Dear Community,
I'm trying to add a new field to all documents that match a certain condition.
After doing some research I found that the update_by_query API might be a suitable method to achieve this.
What I have so far is the following:
POST packets-test/_update_by_query
{
"script": {
"source": "ctx._source.status = 1",
"lang": "painless"
},
"query": {
"match": {
"layers.ip.ip_ip_src": "10.7.6.2"
}
}
}
In other words I want to add a "status" field with value 1 to all documents where the field "layers.ip.ip_ip_src" is "10.7.6.2" (type: ip).
However, running this, I get the following error:
{
"statusCode": 504,
"error": "Gateway Time-out",
"message": "Client request timeout"
}
Am I doing something wrong?
My (test) index has 1.5mio documents and 484,003 of those match the above query condition.
However the real index where I would like to apply this to holds about 200mio documents.

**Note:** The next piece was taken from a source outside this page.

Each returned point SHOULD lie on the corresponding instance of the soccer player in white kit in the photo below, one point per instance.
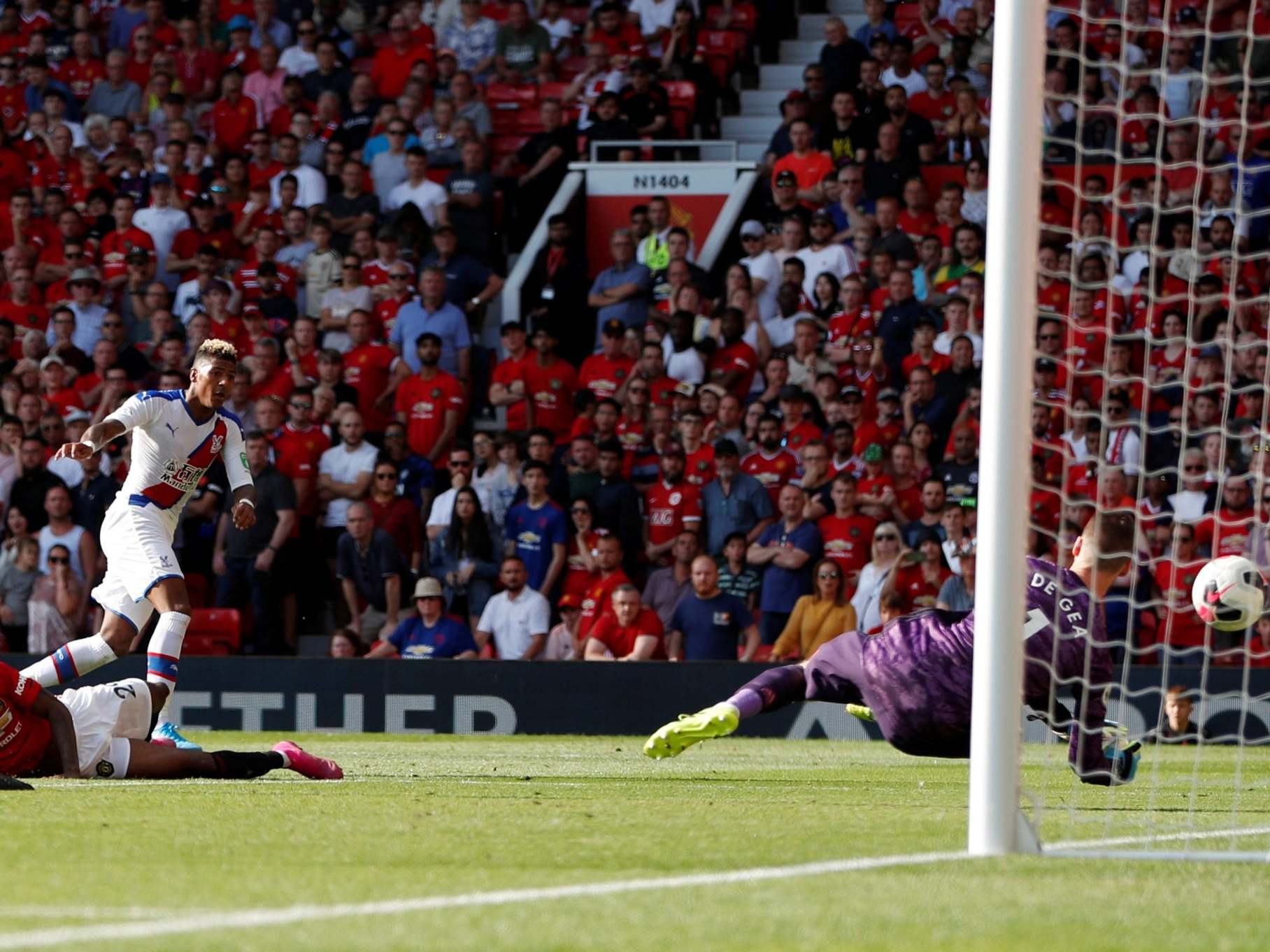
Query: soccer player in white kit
(176, 438)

Does update_by_query even scale to such dimensions? If not what would be a possible solution to do this in a reasonable amount of time?
(I use Elasticsearch 6.2)
EDIT:
Ich habe nun noch einen Versuch mit einer "match_all" query gemacht (also um das Feld in allen Dokumenten zu updaten): So läuft es durch ohne timeout error, wenn auch ziemlich langsam.
- warum läuft es nicht mit einer spezifischeren query?
- wie kann man das schneller machen/parallelisieren (e.g. mit der Python API?)